Network: ExternalDNS

What is ExternalDNS?

With kubara you can deploy ExternalDNS into your Kubernetes cluster (see https://kubernetes-sigs.github.io/external-dns/latest/).
ExternalDNS ensures that DNS records are automatically created and updated as soon as you define Ingress, Service, or supported Traefik resources with hostnames.

ExternalDNS will be rolled out as a Helm Chart when you enable the service in your config.yaml.

Workflow

  1. Prepare DNS zone
  2. kubara generates the necessary Terraform definitions (modules and variables) for DNS setup.
  3. You then run Terraform yourself to actually create the zone.
  4. If you use your own domain, you must delegate the nameservers of this zone at your registrar.

  5. Provider-specific behavior depends on your DNS platform.

  6. Enable ExternalDNS

  7. In config.yaml you enable the service externalDns.
  8. Then you must rerun kubara (kubara generate --terraform, kubara generate --helm or kubara generate) so that Terraform files and Helm values are re-rendered with the new settings.
  9. Configure provider-specific values in:
    • customer-service-catalog/helm/<cluster-name>/external-dns/values.yaml
    • optional customer-service-catalog/helm/<cluster-name>/external-dns/additional-values.yaml
  10. Next steps:
    • run terraform apply to provision DNS resources,
    • git commit & push the Helm chart changes so that Argo CD/Flux deploys them to the cluster.

  11. At this point the ExternalDNS Helm Chart will be deployed from Argo CD in the cluster.

  12. Automatic records

  13. When you deploy an application with Ingress or Service including a hostname (e.g. app.example.com), ExternalDNS automatically creates the corresponding DNS record in your configured zone.
  14. Changes or deletions are also reflected automatically.

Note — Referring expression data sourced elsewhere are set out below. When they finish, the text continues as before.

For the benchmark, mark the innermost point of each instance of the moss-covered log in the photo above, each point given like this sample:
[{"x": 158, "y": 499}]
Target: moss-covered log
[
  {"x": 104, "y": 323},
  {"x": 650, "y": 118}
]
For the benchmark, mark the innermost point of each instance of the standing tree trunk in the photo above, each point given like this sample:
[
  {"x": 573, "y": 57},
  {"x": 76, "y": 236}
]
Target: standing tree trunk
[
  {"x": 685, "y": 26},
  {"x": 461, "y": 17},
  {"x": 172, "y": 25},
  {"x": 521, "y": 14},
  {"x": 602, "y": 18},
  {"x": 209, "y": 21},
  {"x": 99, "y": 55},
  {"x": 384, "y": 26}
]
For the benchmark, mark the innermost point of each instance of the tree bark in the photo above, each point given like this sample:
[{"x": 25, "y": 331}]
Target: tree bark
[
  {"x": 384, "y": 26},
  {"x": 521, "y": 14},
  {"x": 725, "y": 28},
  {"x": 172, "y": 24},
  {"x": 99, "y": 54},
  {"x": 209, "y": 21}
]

Configuration in config.yaml

Example

clusters:
  - name: my-cluster
    stage: prod

    # Base domain / zone
    dnsName: example.com

    terraform:
      dns:
        name: "example-zone"
        email: "hostmaster@example.com"

    services:
      externalDns:
        status: enabled        # <--- enable here

Explanation

  • dnsName → base domain for the cluster
  • terraform.dns → defines the zone for which kubara generates Terraform code (name and contact email).
  • services.externalDns.status → when set to enabled, ExternalDNS is templated into the Helm charts for deployment via Argo CD.
  • provider-specific settings → configure them in the chart overlay values (values.yaml / additional-values.yaml).

DNS Credentials

  • DNS credentials are provider-specific and should be stored in your selected secret backend.
  • The External Secrets Operator can sync those credentials into the cluster.
  • The ExternalDNS Helm Chart consumes the synced secret for provider authentication.

Depending on your provider setup, credentials may be managed by Terraform, by your secret backend workflow, or manually.